The oldest piece of rock art in the world, dating all the way back to the Ice Age, was identified by scientists. 

The unknown rock artist put their hand on the wall of an Indonesian cave over 39,000-years-ago, spraying a red mineral powder over it, making a perfect hand stencil on the wall, reports The Associated Press.

In the cave near the hand stencils, other rock art stencils in the shapes of animals decorate the walls. Scientists believe that the discovery of the world's oldest pieces of rock art will help researchers understand how humans developed elaborate art. 

The new rock art "changes our view of when and where humans became completely modern," Maxime Aubert, an archaeologist and geochemist at Australia's Griffith University, and a co-author of a study in this week's Nature reporting the new dates, tells AP, adding, that before this discovery the old view "led people to believe that our species became aware of ourselves, became modern, in Europe.

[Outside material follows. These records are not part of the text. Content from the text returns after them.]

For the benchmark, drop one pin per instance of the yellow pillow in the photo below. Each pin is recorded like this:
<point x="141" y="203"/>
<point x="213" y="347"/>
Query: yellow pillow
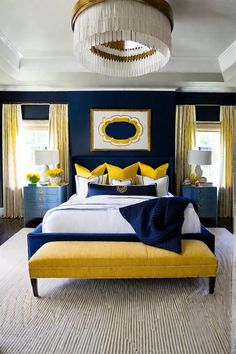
<point x="148" y="171"/>
<point x="84" y="172"/>
<point x="128" y="172"/>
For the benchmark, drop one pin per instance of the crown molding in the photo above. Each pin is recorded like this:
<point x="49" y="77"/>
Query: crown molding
<point x="62" y="89"/>
<point x="10" y="57"/>
<point x="227" y="62"/>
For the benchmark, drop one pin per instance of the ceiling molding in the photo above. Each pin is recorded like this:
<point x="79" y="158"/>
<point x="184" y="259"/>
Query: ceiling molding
<point x="62" y="89"/>
<point x="10" y="57"/>
<point x="227" y="62"/>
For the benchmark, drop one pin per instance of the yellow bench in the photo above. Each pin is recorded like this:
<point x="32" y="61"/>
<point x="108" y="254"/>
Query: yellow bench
<point x="99" y="259"/>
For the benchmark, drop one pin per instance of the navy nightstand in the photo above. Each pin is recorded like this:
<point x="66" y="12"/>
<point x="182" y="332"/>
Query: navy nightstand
<point x="204" y="198"/>
<point x="39" y="199"/>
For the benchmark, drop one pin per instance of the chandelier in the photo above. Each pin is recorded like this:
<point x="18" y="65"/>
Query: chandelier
<point x="122" y="38"/>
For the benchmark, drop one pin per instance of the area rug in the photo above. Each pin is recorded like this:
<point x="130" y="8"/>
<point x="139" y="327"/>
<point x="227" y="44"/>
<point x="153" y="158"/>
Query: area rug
<point x="166" y="316"/>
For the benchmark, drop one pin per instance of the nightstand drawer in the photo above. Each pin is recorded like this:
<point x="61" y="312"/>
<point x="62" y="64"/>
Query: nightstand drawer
<point x="40" y="206"/>
<point x="42" y="198"/>
<point x="38" y="200"/>
<point x="205" y="199"/>
<point x="33" y="192"/>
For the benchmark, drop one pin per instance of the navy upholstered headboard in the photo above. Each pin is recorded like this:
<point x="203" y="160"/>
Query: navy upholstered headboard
<point x="92" y="162"/>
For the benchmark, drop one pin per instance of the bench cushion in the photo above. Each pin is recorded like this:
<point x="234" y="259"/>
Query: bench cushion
<point x="81" y="259"/>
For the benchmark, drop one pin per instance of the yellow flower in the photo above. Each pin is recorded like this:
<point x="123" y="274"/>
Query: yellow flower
<point x="33" y="177"/>
<point x="56" y="172"/>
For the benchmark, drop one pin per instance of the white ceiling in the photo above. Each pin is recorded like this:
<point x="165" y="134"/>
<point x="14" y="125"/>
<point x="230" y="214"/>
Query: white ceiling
<point x="36" y="48"/>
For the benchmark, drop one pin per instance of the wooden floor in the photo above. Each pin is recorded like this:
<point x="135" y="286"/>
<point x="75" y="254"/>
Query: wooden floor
<point x="8" y="227"/>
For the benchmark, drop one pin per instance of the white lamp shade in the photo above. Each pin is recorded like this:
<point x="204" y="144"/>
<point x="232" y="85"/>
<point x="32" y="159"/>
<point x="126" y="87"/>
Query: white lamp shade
<point x="199" y="157"/>
<point x="46" y="157"/>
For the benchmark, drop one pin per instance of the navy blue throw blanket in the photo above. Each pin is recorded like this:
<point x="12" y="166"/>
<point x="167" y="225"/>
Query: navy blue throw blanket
<point x="158" y="222"/>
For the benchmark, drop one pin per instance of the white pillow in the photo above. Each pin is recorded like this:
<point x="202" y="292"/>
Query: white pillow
<point x="125" y="182"/>
<point x="82" y="184"/>
<point x="191" y="222"/>
<point x="162" y="184"/>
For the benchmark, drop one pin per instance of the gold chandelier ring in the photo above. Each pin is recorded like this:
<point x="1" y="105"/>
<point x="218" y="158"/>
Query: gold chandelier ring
<point x="162" y="5"/>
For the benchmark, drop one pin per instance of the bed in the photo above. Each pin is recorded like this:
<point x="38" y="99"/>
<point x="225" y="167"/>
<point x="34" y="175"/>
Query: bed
<point x="39" y="237"/>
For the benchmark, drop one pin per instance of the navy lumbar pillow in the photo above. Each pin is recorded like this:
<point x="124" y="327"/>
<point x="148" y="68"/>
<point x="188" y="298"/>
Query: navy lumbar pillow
<point x="98" y="189"/>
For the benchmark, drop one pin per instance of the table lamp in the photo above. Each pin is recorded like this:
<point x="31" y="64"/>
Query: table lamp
<point x="199" y="157"/>
<point x="45" y="158"/>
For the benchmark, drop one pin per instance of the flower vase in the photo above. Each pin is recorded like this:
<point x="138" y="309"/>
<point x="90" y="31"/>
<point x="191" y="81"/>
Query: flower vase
<point x="55" y="180"/>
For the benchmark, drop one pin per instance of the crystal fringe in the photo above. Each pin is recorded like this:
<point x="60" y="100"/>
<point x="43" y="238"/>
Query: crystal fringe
<point x="116" y="20"/>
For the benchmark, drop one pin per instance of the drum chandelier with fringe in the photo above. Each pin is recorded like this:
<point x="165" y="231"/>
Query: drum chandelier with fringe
<point x="122" y="38"/>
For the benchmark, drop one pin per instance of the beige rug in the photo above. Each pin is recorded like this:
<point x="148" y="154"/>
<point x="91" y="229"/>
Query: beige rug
<point x="113" y="316"/>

Now we can show that's not true." 

Aubert couldn't believe his eyes when he first came to the realization of the age of the rock art.

"I looked at the numbers and said, 'Whoa, that's pretty old!'" he recalls to AP. 

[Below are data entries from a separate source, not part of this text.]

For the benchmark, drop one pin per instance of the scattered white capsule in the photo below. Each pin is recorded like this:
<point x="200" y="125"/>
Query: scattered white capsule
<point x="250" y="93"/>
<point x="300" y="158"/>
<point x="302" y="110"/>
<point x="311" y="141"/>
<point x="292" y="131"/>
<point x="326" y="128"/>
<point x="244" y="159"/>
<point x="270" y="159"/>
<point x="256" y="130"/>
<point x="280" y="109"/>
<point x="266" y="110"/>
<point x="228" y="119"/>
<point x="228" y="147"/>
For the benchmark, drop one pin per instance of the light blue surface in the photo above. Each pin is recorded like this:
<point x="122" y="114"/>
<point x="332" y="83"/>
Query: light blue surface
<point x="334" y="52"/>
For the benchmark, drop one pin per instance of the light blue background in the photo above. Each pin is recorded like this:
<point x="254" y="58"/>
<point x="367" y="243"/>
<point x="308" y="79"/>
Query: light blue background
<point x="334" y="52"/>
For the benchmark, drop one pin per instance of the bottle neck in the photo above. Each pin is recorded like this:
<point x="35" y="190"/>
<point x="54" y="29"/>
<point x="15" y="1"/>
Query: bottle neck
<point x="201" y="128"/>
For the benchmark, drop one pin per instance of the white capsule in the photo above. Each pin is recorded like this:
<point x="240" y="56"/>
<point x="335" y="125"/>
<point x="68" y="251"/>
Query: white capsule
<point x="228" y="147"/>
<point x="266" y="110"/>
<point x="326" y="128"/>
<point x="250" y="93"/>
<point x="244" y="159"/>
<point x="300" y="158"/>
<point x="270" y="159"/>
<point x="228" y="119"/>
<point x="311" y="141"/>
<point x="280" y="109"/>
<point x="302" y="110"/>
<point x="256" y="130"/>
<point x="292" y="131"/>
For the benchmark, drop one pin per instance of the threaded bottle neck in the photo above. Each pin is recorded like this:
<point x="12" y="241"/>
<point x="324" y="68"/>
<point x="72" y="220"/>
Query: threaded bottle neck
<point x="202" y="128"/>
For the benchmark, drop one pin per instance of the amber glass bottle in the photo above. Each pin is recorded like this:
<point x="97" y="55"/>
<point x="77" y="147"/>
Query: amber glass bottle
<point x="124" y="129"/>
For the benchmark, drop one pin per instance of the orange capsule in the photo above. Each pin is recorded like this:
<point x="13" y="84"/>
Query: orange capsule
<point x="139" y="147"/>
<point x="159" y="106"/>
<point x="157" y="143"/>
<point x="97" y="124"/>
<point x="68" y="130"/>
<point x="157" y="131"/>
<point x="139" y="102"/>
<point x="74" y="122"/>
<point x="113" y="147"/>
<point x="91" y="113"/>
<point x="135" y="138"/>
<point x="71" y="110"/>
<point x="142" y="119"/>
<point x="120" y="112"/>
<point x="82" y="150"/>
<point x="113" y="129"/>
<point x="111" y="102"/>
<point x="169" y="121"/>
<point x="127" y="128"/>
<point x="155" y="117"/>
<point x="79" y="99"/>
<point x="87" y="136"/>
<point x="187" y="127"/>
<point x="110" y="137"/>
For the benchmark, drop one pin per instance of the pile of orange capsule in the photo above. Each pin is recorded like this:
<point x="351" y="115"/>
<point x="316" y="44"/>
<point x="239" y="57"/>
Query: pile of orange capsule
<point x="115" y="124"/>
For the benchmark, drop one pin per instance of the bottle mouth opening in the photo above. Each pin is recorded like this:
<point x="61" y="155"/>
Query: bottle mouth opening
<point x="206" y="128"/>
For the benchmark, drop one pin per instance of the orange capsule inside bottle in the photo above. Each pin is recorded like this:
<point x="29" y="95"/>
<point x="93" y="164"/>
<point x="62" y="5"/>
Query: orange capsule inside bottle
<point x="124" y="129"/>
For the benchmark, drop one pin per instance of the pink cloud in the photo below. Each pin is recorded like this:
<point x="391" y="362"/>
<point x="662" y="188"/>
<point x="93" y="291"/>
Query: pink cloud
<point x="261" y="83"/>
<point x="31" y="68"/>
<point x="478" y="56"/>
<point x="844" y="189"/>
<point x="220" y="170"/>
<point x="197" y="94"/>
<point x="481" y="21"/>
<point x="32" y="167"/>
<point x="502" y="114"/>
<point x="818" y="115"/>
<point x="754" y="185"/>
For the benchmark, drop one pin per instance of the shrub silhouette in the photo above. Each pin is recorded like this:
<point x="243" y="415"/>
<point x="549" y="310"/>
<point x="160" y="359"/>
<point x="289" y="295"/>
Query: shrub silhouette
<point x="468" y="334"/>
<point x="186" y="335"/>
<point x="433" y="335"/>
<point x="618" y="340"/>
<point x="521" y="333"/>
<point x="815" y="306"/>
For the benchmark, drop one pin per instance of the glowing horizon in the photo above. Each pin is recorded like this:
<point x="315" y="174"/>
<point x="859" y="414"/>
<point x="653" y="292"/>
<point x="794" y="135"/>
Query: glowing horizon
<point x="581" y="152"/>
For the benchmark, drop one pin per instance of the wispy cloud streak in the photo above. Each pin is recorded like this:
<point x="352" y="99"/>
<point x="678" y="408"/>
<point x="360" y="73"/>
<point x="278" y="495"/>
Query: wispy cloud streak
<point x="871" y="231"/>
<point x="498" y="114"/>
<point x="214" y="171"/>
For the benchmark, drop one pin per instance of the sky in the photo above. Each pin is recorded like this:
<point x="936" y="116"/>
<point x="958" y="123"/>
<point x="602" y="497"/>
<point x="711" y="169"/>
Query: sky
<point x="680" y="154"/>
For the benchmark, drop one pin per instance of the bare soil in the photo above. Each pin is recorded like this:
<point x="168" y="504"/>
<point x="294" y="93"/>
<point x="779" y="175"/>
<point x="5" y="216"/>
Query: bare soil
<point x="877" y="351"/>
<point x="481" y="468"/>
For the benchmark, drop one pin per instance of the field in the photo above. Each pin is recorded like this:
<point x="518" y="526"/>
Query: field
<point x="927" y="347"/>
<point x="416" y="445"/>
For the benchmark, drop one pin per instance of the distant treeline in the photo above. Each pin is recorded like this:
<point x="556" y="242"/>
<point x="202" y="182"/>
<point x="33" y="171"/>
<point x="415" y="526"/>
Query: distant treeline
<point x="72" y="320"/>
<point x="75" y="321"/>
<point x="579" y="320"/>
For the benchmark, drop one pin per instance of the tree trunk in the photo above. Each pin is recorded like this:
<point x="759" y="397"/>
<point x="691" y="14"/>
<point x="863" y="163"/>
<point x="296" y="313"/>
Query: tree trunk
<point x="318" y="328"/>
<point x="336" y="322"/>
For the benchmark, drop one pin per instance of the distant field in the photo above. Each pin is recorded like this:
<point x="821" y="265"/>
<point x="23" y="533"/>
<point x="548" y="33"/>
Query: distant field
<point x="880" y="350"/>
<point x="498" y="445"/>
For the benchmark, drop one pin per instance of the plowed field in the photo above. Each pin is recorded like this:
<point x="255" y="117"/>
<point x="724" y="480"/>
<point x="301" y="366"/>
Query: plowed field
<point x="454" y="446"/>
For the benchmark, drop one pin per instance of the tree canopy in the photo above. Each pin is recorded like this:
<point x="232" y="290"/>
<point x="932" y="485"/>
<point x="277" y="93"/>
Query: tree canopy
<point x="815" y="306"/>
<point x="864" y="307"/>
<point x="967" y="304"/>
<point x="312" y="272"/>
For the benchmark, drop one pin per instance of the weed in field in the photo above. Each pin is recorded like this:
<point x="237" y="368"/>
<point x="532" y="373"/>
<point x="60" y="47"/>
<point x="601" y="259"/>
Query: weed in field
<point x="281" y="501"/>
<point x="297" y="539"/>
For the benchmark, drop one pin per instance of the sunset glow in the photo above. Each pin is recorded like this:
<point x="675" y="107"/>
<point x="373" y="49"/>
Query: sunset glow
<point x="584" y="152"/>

Archaeological scientist Alistair Pike, of Britain's University of Southampton, who was not involved with the new study, tells AP this could be huge for researchers looking at the evolution of people as well.

He said the art "suggests to me that moving out of Africa required some quite complex development in human social behavior." Rituals associated with cave art may have helped glue people together, Pike speculates, also suggesting that if there was art on the rocks inside the Indonesian cave there may be art in Spain and Sulawesi too.